Scientific colormaps and why you should care

programming
Published

August 30, 2025

A case study

What’s the difference between these two colormaps?

Which do we choose to plot our results in?

Two similar looking colormaps.

Despite the fact that visualizations of scientific results or data are enshrined in journals that lives on after we are gone, most of us put little thoughts on the colormaps that we plot our results in.

I mean, who has the time to care about this? Much less two that hardly look any different! Most will just stick to the default that their plotting programs/libraries chose. In fact, the first colormap of the two was the default used by Matlab and Matplotlib up till around 2015.

But what if I told you that these two colormaps look quite different to people with color vision deficiency (CVD), and that the first colormap can and has been shown to misrepresent scientific results?

The first colormap is the infamous jet (sometimes referred to as “rainbow”), and people have been pleading for the end of its use for a long time1. In the extreme, it might even lead to harmful consequences such as medical diagnostic errors (Borkin et al. 2011)!

1 See this, this, or this, and this, this, this, or this. Seriously, there are a lot.

2 Non-uniformity is akin to having a non-uniform scale such as the log-scale, e.g., the jet colormap has a long region of blue which rapidly jumps to cyan then green. The two bright bands of cyan and yellow are also examples of non-linearity.

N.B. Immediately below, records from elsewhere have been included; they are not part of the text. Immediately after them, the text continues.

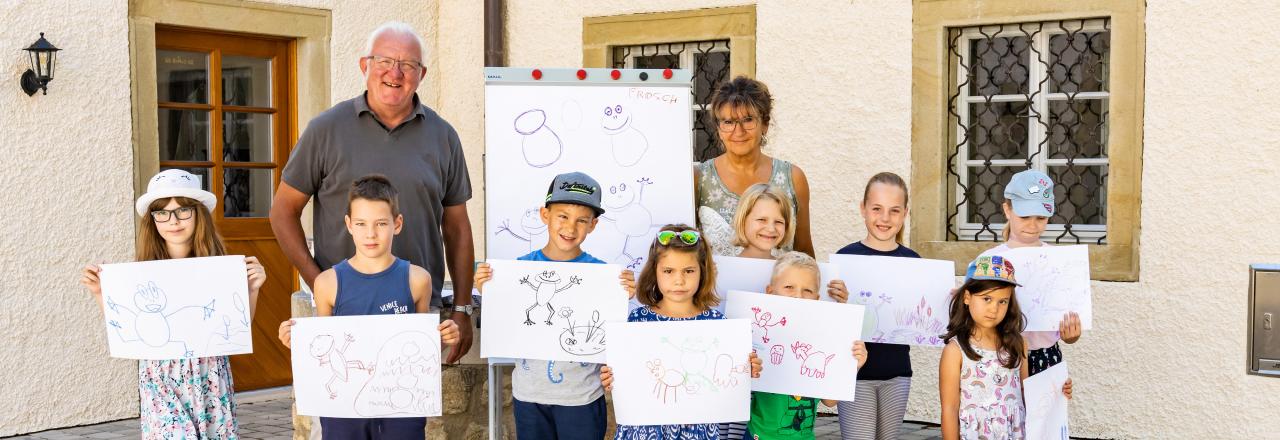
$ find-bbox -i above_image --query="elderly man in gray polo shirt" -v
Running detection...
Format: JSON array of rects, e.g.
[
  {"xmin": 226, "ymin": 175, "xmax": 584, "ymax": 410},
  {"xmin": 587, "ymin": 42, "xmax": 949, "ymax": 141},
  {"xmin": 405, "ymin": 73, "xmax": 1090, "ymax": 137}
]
[{"xmin": 271, "ymin": 23, "xmax": 475, "ymax": 363}]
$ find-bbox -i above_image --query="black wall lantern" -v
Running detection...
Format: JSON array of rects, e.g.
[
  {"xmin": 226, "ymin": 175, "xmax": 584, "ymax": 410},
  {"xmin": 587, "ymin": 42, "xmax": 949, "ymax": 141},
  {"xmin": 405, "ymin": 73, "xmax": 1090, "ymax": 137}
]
[{"xmin": 22, "ymin": 32, "xmax": 61, "ymax": 96}]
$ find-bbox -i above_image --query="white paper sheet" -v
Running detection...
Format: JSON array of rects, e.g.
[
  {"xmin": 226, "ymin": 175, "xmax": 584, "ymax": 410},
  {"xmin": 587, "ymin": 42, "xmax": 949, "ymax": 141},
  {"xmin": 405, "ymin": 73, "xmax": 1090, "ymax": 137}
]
[
  {"xmin": 1001, "ymin": 244, "xmax": 1093, "ymax": 331},
  {"xmin": 291, "ymin": 313, "xmax": 440, "ymax": 418},
  {"xmin": 480, "ymin": 260, "xmax": 627, "ymax": 363},
  {"xmin": 605, "ymin": 320, "xmax": 751, "ymax": 425},
  {"xmin": 484, "ymin": 81, "xmax": 695, "ymax": 271},
  {"xmin": 100, "ymin": 255, "xmax": 253, "ymax": 359},
  {"xmin": 1014, "ymin": 363, "xmax": 1070, "ymax": 440},
  {"xmin": 724, "ymin": 290, "xmax": 865, "ymax": 402},
  {"xmin": 713, "ymin": 255, "xmax": 840, "ymax": 312},
  {"xmin": 831, "ymin": 255, "xmax": 955, "ymax": 347}
]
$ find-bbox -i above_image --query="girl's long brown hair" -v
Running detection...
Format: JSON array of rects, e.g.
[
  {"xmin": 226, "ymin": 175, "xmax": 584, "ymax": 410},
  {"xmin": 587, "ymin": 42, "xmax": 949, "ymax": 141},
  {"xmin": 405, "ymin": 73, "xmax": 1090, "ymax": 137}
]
[
  {"xmin": 134, "ymin": 197, "xmax": 227, "ymax": 261},
  {"xmin": 636, "ymin": 224, "xmax": 719, "ymax": 311},
  {"xmin": 942, "ymin": 280, "xmax": 1024, "ymax": 368}
]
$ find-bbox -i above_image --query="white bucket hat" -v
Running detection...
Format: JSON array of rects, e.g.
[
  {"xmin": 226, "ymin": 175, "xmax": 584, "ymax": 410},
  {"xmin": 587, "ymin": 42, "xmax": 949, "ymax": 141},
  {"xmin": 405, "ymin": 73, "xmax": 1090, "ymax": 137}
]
[{"xmin": 133, "ymin": 169, "xmax": 218, "ymax": 215}]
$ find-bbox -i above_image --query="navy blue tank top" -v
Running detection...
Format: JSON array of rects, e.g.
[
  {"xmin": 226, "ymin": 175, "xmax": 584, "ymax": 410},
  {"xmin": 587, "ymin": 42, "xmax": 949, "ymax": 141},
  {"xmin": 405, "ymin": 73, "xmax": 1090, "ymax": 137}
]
[{"xmin": 333, "ymin": 258, "xmax": 416, "ymax": 316}]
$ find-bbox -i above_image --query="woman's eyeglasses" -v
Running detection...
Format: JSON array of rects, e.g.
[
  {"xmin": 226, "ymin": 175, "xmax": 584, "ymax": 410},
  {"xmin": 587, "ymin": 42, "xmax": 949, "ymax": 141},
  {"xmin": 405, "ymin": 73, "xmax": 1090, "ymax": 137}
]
[
  {"xmin": 151, "ymin": 206, "xmax": 196, "ymax": 223},
  {"xmin": 658, "ymin": 229, "xmax": 703, "ymax": 246},
  {"xmin": 719, "ymin": 116, "xmax": 755, "ymax": 133}
]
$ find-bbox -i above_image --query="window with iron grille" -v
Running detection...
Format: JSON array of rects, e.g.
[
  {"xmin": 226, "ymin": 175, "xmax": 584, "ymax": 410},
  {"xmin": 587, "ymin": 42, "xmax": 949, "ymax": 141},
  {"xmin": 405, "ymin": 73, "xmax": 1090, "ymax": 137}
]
[
  {"xmin": 613, "ymin": 40, "xmax": 730, "ymax": 161},
  {"xmin": 947, "ymin": 18, "xmax": 1111, "ymax": 244}
]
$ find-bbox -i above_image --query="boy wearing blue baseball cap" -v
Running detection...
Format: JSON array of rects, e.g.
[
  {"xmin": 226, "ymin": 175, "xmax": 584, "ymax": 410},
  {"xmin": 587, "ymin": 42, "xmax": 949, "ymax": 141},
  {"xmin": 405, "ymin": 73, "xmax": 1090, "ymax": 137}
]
[{"xmin": 475, "ymin": 173, "xmax": 635, "ymax": 440}]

As I found out recently, the use of colormaps in scientific visualization is actually quite well-studied (Landini and Perryer 2011; Kovesi 2015; Zhou and Hansen 2016), and it is widely accepted that colormaps should be perceptually uniform, linear, and CVD-friendly (or continue to be perceptually uniform and linear for people with CVD)2.

The jet colormap fails all three conditions, and thus can easily mislead or misrepresent scientific results. Small differences in values are emphasized if it happens to lie on the cyan-green-yellow region, but greater differences that lies along the blue or red regions are hidden instead. It can also create misleading boundaries in results where there are none due to the sharp cyan and yellow regions.

These shortcomings are why Matlab and Matplotlib eventually developed new colormaps as replacements around 2015; Matlab developed parula, and Matplotlib made the now popular viridis and a few others3.

3 These two talks at the SciPy 2015 conference are great if you want to know more about the problems of “rainbow” colormaps, and on what makes a good colormap for scientific visualization.

But yet, jet remains somewhat prevalent as some researchers find it hard to give up on it (I spotted some in the wild as recent as this year). This led Google to develop the second colormap above, turbo, which retains the rainbow color but is supposed to be an improvement over jet. Though it is still not ideal and there are some criticisms of it. One user on HackerNews even joked that:

“One good use for this new color map might be: ‘My ignorant boss keeps insisting on using the jet color map even though it is terrible. I can drop this one in and he won’t notice the difference but it will be somewhat better, even if still problematical in many ways.’”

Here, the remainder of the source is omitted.